安倍改憲(案)に対置する一つの試案を議論
 今日は、今週は3つ目の講演会に参加した。リベラル政治懇話会主催で、その共同代表でもある元参議院議員で現職の弁護士である大脇 雅子さんが、自ら書き上げた「平和的生存権保障基本法(骨子案)」を中心に議論を交わした。
 まず「平和的生存権保障基本法」の生い立ちから話は始まった。レジュメによれば、本骨子案は 2003 年春、参議院議員のときに、「平和的生存権保障法案構想(素案)」として 発表したものを、2017 年 9 月 30 日現在「平和的生存権保障基本法骨子案」として作成し、 『ジェンダー法研究』第4号に掲載したものである。なお、細部については研究補充中で、 骨子案は「未完」である、としている。
 骨子案は、前文から始まって、「第1総則 目的 1、定義 2、平和的生存権の保障に関する基本理念 3、国の責務 4、地方公共断代の責務 5、国民の責務 6、年次報告」 「第2平和的生存権保障基本計画」「第3基本的施策 1、平和創出国家の実現に関する施策①国内的施策②対外的施策 2、多元共生社会の形成に関する施策①国内的施策②対外的施策 3、平和的生存権の保障のための基盤整備に関する施策①国内的施策②国内外における施策③対外的施策 「第4平和的生存権保障推進会議 ①設置②所掌事務③組織④議長⑤議員」「第5その他①施行期日②所要の規定の整備」という構成になっている。
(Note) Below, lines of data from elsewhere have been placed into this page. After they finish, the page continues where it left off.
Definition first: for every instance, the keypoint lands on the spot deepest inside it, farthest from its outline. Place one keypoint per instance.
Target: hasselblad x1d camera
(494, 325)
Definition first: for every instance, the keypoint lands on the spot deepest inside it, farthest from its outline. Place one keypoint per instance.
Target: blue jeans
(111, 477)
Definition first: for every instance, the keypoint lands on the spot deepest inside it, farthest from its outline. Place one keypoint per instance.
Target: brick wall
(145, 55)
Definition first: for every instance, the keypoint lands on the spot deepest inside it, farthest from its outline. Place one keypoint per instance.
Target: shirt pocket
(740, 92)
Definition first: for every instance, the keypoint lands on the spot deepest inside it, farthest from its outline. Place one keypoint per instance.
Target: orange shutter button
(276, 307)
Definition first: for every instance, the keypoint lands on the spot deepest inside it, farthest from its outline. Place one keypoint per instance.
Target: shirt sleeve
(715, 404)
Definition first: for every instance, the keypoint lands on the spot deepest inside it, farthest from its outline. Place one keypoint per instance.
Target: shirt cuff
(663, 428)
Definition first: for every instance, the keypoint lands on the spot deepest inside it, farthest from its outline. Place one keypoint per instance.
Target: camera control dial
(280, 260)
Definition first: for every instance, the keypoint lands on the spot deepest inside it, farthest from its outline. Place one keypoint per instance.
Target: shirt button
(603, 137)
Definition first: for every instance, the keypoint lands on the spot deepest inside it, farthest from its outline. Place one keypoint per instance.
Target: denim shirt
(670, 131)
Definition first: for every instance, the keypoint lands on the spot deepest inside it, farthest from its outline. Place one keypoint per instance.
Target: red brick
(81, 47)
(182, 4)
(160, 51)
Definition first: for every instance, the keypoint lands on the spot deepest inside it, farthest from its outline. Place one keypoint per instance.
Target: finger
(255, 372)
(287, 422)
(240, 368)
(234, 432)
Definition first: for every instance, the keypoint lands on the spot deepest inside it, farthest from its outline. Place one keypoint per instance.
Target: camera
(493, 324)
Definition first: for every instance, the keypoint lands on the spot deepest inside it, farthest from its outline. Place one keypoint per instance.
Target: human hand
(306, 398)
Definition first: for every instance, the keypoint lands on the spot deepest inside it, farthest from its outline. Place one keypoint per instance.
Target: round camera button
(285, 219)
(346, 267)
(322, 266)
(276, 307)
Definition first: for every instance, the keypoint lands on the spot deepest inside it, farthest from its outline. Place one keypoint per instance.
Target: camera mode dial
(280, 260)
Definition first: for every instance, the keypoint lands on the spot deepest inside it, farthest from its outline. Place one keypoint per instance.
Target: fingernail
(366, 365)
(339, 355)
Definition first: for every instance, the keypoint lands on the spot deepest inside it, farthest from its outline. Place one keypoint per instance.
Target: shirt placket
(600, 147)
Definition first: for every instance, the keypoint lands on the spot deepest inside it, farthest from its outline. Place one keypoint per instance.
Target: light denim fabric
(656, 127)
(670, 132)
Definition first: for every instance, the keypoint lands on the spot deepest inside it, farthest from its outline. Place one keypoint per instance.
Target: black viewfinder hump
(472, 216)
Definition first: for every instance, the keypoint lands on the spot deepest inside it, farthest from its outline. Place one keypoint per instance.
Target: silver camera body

 この骨子案については、「未完」であることから今日のお話と議論では、法案の解説というより、そこに至る動機、構想・プロセス、論点、さらに考察すべき課題といったもので、当然こんにち的な状況、例えば現実に成立している一連の「安保法」がある以上前に進めないから廃止すべきだし、日米安保条約の対応とそれに付随する問題、沖縄の米軍基地撤去問題をどう取り扱うのかといった喫緊の課題も含まれた。また朝鮮半島の非核化と平和問題、アメリカと中国の軍拡・覇権の問題もあって、世論の動向も「非武装・非暴力」を基盤とするこの「平和的生存権保障基本法(骨子案)」の賛同がどこまで得られるかという課題は大きいものがある。
 もっと言えば、平和的に生存するには、戦争、紛争がないばかりでなく、世界から貧困、差別をなくし地球的環境が保たれねばならない。民族的・宗教的紛争、国境を巡る紛争、資源争奪を巡る紛争といった現実世界を前にして「平和的生存権」を法律だけで保証できるのか、巷間で議論するとなれば、こうした端的なやりとりも出てくると思われる。
 今日の講演、意見交換は当然継続される。それぞれの宿題でもある。また「宣言」ではなく「法案」として成立させるには法案の内容と法の解釈の齟齬を避けるための用語解説の「副読本」も必要であり、国政の場での多数派形成が必要である。また国民全体にさらにわかりやすい「簡易版」の作成も必要だ。
 とそこまで先走りしなくても、例えば、自衛隊の軍拡から縮小へ、さらに「海上保安庁」レベル(軍隊を持たないコスタリカのような)への現実性はどうなのかもあるが、日本国憲法の上にあるような、被占領下そのままのような「日米安保条約」をどうするかという当面の課題があるので、次回の5月例会は、これをテーマにしたものになる予定だ。
 なお、「第1、5、国民の責務」については、義務的になるとの指摘で削除または書き換えが検討されることとなった。